Publishing Across the Disciplines
Published in 2022, the book brings together 20 essays from scholars around the globe and was co-edited by Pireddu and two French scholars, Didier Coste and Christina Kkona. Pireddu penned the book’s sixteenth chapter, Euroglottogonia, or Exercises in Continental Cosmopolitanism.
“In a world torn between the leveling effects of globalization and divisive ideological polarizations, our book explores what it means to be world citizens and how the humanities can offer a new understanding of cosmopolitanism through a constructive critique of its various iterations,” said Pireddu. “Our contributors from different scholarly traditions, languages and locations help us interpret cosmopolitanism as much more than a condition of mobility, rootlessness, or hybridity. Migrating Minds articulates ways of inhabiting the world that entail constant self-interrogation, creative interaction with other peoples, cultures and languages, a sense of justice and of responsibility.”
Named after the renowned literary critic, the René Wellek Prize counts among its awardees luminaries like Umberto Eco and Edward Said. Founded in 1960, for more than half a century the ACLA has created a space and platform for scholars whose work spans cultures, languages and academic fields. In 2019, Pireddu organized the ACLA’s annual conference, which was held at Georgetown.

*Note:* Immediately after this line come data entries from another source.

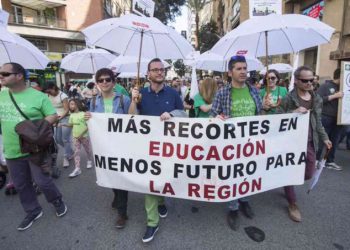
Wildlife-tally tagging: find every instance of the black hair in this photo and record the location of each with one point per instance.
(152, 61)
(104, 71)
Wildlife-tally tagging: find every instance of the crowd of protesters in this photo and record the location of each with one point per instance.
(240, 96)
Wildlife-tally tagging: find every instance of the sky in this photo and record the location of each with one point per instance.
(181, 21)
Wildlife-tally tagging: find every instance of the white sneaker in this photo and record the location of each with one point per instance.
(75, 173)
(65, 162)
(89, 164)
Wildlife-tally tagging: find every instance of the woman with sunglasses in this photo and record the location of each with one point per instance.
(273, 100)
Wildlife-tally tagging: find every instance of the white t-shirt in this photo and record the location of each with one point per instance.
(57, 102)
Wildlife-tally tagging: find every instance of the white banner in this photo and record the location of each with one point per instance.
(344, 103)
(264, 7)
(199, 159)
(143, 7)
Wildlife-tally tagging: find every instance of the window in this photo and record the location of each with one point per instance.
(40, 44)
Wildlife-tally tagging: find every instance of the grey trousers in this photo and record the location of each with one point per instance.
(23, 173)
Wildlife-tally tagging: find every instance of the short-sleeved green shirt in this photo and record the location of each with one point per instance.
(199, 101)
(242, 102)
(277, 92)
(120, 89)
(35, 104)
(108, 104)
(79, 124)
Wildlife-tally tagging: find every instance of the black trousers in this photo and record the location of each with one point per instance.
(120, 201)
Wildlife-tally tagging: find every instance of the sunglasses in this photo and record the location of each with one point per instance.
(6, 74)
(306, 80)
(101, 80)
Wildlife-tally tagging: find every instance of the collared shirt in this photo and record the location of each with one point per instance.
(222, 103)
(118, 106)
(155, 104)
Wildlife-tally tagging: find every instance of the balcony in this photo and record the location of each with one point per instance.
(37, 21)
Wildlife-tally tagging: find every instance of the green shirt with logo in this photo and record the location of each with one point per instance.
(242, 102)
(36, 105)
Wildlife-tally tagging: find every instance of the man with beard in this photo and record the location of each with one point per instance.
(156, 100)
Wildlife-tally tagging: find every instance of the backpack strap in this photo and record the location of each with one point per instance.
(16, 105)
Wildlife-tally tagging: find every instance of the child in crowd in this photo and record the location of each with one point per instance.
(80, 135)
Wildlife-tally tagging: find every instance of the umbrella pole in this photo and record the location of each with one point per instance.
(139, 62)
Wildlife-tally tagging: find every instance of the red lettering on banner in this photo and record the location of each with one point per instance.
(151, 187)
(154, 145)
(209, 192)
(193, 189)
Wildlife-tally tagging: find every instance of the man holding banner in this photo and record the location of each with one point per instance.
(301, 100)
(236, 100)
(156, 100)
(110, 101)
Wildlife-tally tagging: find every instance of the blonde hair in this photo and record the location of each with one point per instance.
(208, 90)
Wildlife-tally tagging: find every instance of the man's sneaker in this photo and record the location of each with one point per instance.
(28, 221)
(246, 209)
(294, 212)
(233, 219)
(65, 162)
(61, 208)
(163, 211)
(149, 235)
(75, 173)
(89, 164)
(121, 221)
(334, 166)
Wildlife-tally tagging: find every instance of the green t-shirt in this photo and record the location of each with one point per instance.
(242, 102)
(277, 92)
(199, 101)
(79, 124)
(108, 104)
(35, 104)
(120, 90)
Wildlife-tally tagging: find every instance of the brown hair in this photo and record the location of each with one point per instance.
(208, 90)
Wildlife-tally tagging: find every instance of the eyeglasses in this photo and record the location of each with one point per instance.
(101, 80)
(306, 80)
(6, 74)
(157, 70)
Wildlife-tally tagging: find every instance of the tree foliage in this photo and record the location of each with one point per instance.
(180, 68)
(208, 35)
(166, 11)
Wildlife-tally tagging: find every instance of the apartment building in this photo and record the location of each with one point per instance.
(54, 27)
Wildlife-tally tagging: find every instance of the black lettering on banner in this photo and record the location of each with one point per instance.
(115, 125)
(145, 125)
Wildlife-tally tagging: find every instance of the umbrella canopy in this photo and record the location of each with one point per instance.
(212, 61)
(87, 61)
(129, 64)
(144, 37)
(272, 35)
(280, 67)
(14, 48)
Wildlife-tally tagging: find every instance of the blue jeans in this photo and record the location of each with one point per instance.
(334, 132)
(63, 137)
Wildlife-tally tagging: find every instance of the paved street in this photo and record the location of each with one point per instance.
(89, 223)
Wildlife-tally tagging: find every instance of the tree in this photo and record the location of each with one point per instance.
(208, 35)
(166, 11)
(196, 6)
(179, 68)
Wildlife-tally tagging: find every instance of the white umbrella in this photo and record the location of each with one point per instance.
(143, 37)
(130, 63)
(211, 61)
(14, 48)
(280, 67)
(272, 35)
(87, 61)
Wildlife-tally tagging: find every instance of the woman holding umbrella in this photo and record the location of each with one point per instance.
(273, 99)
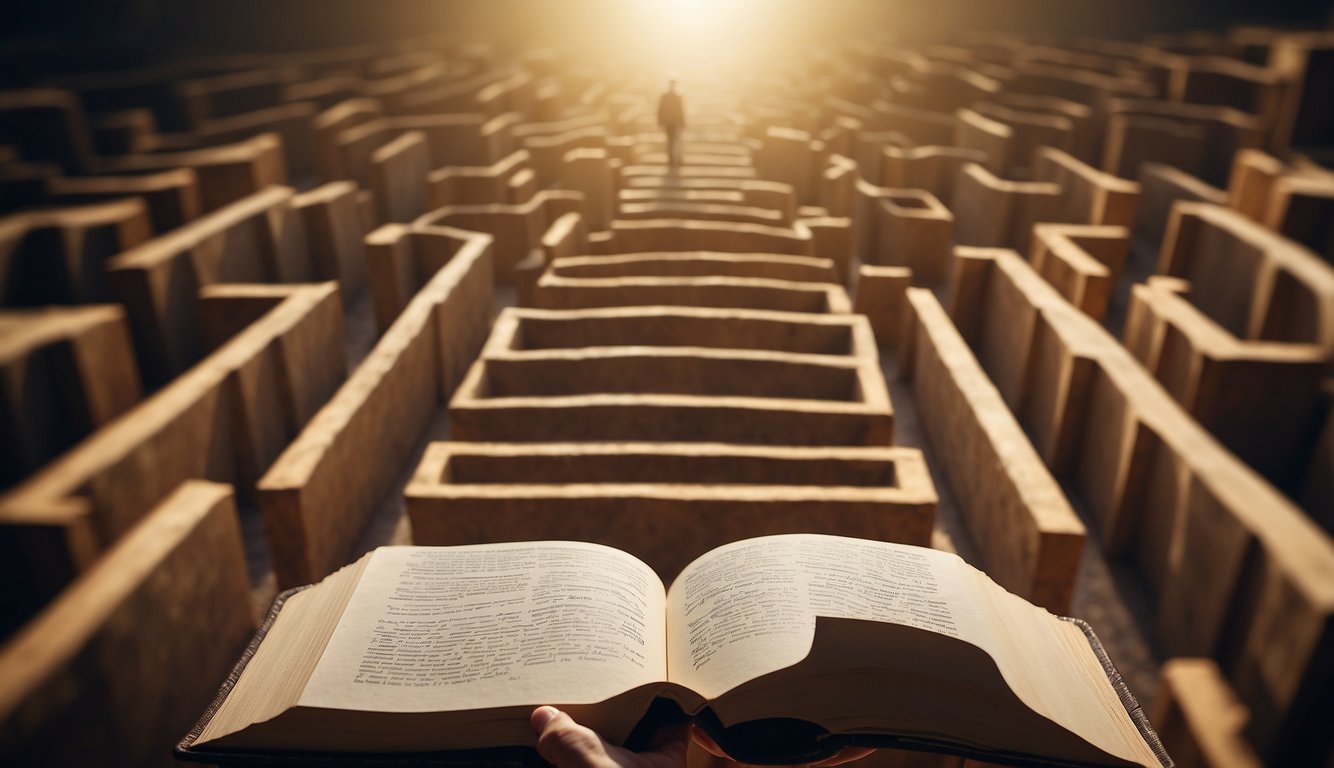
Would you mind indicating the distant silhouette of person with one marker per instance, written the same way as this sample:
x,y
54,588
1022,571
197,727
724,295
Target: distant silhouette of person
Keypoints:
x,y
671,116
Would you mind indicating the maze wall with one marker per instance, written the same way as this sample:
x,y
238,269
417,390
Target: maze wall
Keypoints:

On the Hilltop, Pireddu’s work in the College of Arts & Sciences emphasizes interdisciplinarity. The inaugural director of the Georgetown Humanities Initiative and the current director of the Global and Comparative Literature program, Pireddu is a champion of students who pursue research that breaks outside of traditional academic silos.
Volume to Volumes
Building on the work of Migrating Minds, Pireddu and her co-editors have launched a new open-access journal bearing the same name – Migrating Minds: Journal of Cultural Cosmopolitanism.
The peer-reviewed journal will provide a “unique, international forum for innovative critical approaches to cosmopolitanism emerging from literatures, cultures, media and the arts in dialogue with other areas of the humanities and social sciences, across temporal, spatial, and linguistic boundaries.”
“We are really excited to have been able to create the first scholarly journal devoted to this quite specific but multifaceted area of research, with particular attention to new voices, especially from peripheral and less discussed cosmopolitan traditions,” said Pireddu. “We look forward to this editorial adventure, through which we also hope to offer experiential learning opportunities to our students.”
Supported by the Center for New Designs in Learning and Scholarship and Lauinger Library, the first issue of Migrating Minds is scheduled to be published in the fall and the journal is open to submissions for the following issue.